The concept of “highest and best use” is crucial to living our lives to their fullest. All of us live our lives with constraints of time, money, skills, capabilities and other resources. Our quality of life depends on how efficiently we leverage our constrained resources. We MUST get it right because if we don’t, we waste significant portions of our lives, work too hard, work too much and don’t get to do the things we really want to do while we still have the temporary gift of life on earth.

In fact, if you think hard about highest and best use of each your available resources, even for just a few minutes, you are much more likely to live the life you want and even achieve dreams you might not have thought were possible. If you think that statement is hype, you are probably right because of your limited belief. But if you analyze highest and best use of resources, like I do, you can turn dreams into reality, like I have.

The best way to introduce the concept of highest and beat use is to illustrate with examples. Since most of you reading this article are real estate investors, let’s start with examples from the world of real estate.

An example of highest and best use of real estate is when someone buys a piece of raw land that is a corner lot. Should the owner build a house, a bar, a pharmacy, a gas station, a house of ill repute, a hot dog stand, an urgent care facility, a daycare center, a Seattle-based coffee shop, something else? The answer is ‘it depends’ and the decision of highest and best use should be evaluated specifically for that location, demographics, economics, environmental, goals of the owner and other situational factors.

Let’s say that you want to open a convenience store on a main thoroughfare in the suburbs of a large city. Do you think it makes a difference which side of the street you site your store? One factor in the highest and best use analysis shows that more people will stop to buy milk and similar small items on their way home, not on their way to work. Since it is time consuming and a hassle to make a left turn on a main thoroughfare, the right side of the street in the direction away from the city is often a better choice. In contrast, a doughnut and coffee shop will see more business in the direction toward the city if the concentration of jobs is higher in the city than in that suburb. Highest and best use analysis for real estate can take seconds in some cases or can take years in other cases including multiple complex analyses.

Examples of highest and best use of money in real estate include deciding whether to do mortgage acceleration, Roth conversions and the BRRRR strategy. There are many more, but these three examples will get the point across.

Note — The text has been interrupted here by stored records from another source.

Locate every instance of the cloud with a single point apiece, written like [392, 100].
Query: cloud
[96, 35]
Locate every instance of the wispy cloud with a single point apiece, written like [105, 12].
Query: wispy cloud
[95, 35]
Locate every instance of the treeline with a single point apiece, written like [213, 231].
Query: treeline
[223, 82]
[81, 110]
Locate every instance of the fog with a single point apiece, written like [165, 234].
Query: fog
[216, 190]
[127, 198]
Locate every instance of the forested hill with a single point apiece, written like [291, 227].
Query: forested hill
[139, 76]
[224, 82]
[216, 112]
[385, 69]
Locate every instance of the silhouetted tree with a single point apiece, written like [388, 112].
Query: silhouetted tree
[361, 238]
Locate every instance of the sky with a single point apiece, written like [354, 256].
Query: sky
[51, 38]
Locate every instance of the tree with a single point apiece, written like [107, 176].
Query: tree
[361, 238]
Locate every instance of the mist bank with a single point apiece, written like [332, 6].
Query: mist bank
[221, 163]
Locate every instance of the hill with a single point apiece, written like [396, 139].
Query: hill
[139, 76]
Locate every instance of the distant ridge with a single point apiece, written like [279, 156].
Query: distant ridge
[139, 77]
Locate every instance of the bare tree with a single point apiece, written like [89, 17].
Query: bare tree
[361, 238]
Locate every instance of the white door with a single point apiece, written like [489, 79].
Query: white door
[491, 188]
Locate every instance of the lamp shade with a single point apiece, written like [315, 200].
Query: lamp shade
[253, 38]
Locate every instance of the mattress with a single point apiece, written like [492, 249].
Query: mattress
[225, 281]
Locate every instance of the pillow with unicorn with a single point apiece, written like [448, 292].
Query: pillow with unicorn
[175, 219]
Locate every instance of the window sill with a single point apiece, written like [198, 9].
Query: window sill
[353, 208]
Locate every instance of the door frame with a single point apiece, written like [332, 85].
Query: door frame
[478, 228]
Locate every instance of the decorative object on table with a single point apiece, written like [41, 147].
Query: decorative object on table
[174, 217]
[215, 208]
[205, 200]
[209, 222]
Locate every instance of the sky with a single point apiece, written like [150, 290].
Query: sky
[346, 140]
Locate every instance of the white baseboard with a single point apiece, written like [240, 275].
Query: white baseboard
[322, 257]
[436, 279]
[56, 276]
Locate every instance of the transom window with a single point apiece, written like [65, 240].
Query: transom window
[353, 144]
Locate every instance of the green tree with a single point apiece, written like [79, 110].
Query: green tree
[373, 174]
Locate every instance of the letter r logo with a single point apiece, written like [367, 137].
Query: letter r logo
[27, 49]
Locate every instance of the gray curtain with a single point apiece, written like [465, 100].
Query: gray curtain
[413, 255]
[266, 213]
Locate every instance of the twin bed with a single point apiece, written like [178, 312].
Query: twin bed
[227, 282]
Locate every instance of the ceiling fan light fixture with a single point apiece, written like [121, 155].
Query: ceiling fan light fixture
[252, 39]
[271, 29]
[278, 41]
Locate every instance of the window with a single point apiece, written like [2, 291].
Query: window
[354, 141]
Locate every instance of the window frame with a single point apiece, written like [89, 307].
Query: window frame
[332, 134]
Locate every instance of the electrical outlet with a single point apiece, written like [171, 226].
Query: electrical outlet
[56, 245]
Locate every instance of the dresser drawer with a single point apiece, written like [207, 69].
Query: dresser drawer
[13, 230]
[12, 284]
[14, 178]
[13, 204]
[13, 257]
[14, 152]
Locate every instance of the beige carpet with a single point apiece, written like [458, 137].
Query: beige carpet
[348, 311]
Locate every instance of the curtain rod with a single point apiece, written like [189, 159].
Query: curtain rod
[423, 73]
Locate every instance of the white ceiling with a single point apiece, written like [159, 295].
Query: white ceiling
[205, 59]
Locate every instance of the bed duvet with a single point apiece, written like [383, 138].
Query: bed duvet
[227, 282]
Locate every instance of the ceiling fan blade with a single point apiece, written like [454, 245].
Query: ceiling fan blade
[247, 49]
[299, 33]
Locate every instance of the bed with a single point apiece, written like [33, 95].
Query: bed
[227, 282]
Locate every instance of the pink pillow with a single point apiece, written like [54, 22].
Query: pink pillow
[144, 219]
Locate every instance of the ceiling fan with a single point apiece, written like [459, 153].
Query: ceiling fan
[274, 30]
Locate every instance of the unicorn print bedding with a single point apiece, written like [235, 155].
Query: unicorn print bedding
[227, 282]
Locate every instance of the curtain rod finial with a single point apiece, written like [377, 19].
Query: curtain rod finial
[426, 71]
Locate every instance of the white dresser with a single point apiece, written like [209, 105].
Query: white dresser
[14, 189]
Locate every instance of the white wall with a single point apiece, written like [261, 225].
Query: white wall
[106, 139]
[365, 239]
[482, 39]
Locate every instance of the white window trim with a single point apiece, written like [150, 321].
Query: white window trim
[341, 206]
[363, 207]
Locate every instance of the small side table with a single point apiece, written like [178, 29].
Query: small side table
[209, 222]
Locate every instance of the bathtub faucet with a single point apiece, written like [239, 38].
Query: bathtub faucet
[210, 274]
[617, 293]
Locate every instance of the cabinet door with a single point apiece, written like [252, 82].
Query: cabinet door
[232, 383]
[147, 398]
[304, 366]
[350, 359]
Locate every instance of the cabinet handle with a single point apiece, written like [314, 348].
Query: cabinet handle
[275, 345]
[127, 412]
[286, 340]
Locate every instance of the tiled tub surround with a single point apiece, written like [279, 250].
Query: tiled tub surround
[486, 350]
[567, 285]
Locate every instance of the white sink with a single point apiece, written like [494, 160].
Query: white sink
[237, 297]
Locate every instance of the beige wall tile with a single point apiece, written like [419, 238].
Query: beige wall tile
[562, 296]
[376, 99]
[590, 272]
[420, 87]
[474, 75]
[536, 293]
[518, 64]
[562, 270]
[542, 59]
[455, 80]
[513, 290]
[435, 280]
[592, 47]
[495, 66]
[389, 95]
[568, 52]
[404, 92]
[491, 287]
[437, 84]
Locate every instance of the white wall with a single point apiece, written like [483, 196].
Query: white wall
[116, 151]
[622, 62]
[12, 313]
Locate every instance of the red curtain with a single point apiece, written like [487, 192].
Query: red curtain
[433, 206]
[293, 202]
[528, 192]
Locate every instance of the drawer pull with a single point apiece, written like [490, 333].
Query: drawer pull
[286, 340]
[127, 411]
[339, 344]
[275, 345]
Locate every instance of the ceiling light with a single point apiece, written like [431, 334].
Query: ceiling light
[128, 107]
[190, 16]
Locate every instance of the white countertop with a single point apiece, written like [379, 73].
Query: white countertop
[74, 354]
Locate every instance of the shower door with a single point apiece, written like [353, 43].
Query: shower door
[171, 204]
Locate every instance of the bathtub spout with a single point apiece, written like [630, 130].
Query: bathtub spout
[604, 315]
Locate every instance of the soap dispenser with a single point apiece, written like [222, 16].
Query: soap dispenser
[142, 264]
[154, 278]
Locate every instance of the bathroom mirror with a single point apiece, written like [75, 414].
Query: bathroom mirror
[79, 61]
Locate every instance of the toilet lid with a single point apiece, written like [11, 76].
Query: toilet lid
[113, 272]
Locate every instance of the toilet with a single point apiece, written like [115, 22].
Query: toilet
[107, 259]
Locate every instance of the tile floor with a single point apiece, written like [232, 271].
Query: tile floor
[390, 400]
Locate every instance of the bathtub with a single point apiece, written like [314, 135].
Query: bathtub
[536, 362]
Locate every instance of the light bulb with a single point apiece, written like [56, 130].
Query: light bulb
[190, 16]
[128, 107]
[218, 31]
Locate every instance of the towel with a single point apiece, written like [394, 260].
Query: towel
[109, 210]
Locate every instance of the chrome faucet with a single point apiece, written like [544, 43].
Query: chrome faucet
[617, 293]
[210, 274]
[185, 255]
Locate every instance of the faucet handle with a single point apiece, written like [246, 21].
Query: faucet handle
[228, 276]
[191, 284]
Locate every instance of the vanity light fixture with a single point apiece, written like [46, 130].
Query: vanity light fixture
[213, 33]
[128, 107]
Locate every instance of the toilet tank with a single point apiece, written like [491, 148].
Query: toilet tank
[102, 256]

Mortgage acceleration is almost always a highest and best use decision since the maximum monetary ROI for accelerating a mortgage is the interest rate of the mortgage loan. Do the math and you'll see this is true. If you can’t achieve a higher return than the interest rate on that loan, then mortgage acceleration might make sense. Most real estate investors can easily outperform the interest rate on a mortgage loan by investing in higher and better use real estate investments.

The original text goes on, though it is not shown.